A recent study, published in the Royal Society Publishing suggested that the feeding and dietary habits of dinosaurs were linked to the muscle strain capabilities of their jaw.

Three members of the theropods family of dinosaurs were studied in the investigation: Allosaurus fragilis a bipedal predator, Tyrannosaurus rex, a bipedal carnivore and Erlikosaurus andrewsi, a herbivore. Theropods were a diverse group of two-legged dinosaurs that included the largest carnivores ever to walk the Earth.

Researchers have taken a closer look at the jaws of a T. rex and have found that the feeding style and dietary preferences of dinosaurs was closely linked to how wide they could open their jaws. Credit: Stephan Lautenschlager/University of Bristol

Dr. Stephan Lautenschlager explained during a press release, “Theropod dinosaurs, such aTyrannosaurus rex or Allosaurus, are often depicted with widely-opened jaws, presumably to emphasize their carnivorous nature. Yet, up to now, no studies have actually focused on the relation between jaw musculature, feeding style, and the maximal possible jaw gape.”

The study

Dr. Lautenschlager and a group of investigators from Bristol’s School of Earth Sciences were able to determine the muscle strain of these dinosaur’s gape angle by using digital models and computer analysis. They simulated jaw opening and closing while measuring the length changes in the digital muscles. Researchers also compared their finding with data previously reported of the theropods living relatives such as crocodiles and birds.


The study suggested that the two carnivore dinosaurs were capable of a wide gape up to 90 degrees and the Erlikosaurus andrewsi had a wide gape of just 45 degrees. Investigators then related these finding to the feeding styles and dietary preferences of dinosaurs.

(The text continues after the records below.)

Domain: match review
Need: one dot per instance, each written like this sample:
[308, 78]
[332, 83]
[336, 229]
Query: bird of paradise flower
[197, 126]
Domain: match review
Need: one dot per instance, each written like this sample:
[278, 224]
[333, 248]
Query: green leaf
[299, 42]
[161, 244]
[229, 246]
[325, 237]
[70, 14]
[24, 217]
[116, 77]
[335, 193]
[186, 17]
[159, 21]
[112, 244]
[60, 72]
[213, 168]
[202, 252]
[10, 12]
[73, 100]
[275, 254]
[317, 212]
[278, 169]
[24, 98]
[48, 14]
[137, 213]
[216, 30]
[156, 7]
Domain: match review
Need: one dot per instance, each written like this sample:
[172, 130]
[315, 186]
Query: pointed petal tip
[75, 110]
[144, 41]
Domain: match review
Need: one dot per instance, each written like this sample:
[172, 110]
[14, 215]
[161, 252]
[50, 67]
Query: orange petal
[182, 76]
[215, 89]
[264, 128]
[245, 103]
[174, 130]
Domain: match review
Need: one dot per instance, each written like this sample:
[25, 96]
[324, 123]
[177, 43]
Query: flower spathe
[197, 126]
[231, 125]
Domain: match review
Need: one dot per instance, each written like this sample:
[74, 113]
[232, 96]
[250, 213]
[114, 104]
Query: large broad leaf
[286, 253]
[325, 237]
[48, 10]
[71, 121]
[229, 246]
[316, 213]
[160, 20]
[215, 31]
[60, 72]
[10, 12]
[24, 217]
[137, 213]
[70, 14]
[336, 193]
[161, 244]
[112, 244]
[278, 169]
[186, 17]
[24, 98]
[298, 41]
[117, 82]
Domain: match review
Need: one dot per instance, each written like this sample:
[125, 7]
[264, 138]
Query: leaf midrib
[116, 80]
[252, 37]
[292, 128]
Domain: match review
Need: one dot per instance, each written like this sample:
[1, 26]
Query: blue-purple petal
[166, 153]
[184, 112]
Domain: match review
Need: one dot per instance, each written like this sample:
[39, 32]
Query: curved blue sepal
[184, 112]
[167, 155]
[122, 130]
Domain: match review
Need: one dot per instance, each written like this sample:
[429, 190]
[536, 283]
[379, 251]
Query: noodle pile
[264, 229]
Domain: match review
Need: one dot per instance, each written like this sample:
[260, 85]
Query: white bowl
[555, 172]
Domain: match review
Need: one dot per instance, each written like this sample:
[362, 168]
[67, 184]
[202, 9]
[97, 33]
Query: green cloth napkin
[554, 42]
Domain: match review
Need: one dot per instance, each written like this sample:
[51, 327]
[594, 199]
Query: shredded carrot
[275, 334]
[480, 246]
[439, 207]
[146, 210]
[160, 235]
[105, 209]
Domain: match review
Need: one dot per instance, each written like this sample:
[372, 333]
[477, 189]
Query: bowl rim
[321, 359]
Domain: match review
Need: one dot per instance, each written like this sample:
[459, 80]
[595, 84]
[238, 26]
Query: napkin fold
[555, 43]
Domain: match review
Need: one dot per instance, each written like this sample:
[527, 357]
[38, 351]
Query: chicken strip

The two meat eaters had more muscle force in the range of jaw angles studied for biting through meat and skin and crushing bone. The Tyrannosaurus rex had a slightly stronger built than the Allosaurus fragilis, but both were strong enough to be predators.

This is why the author of the study, Dr. Lautenschlager, argued that the muscle used for opening and closing the jaw restricts the animal to what he can and cannot eat due to the muscle’s stretch limit.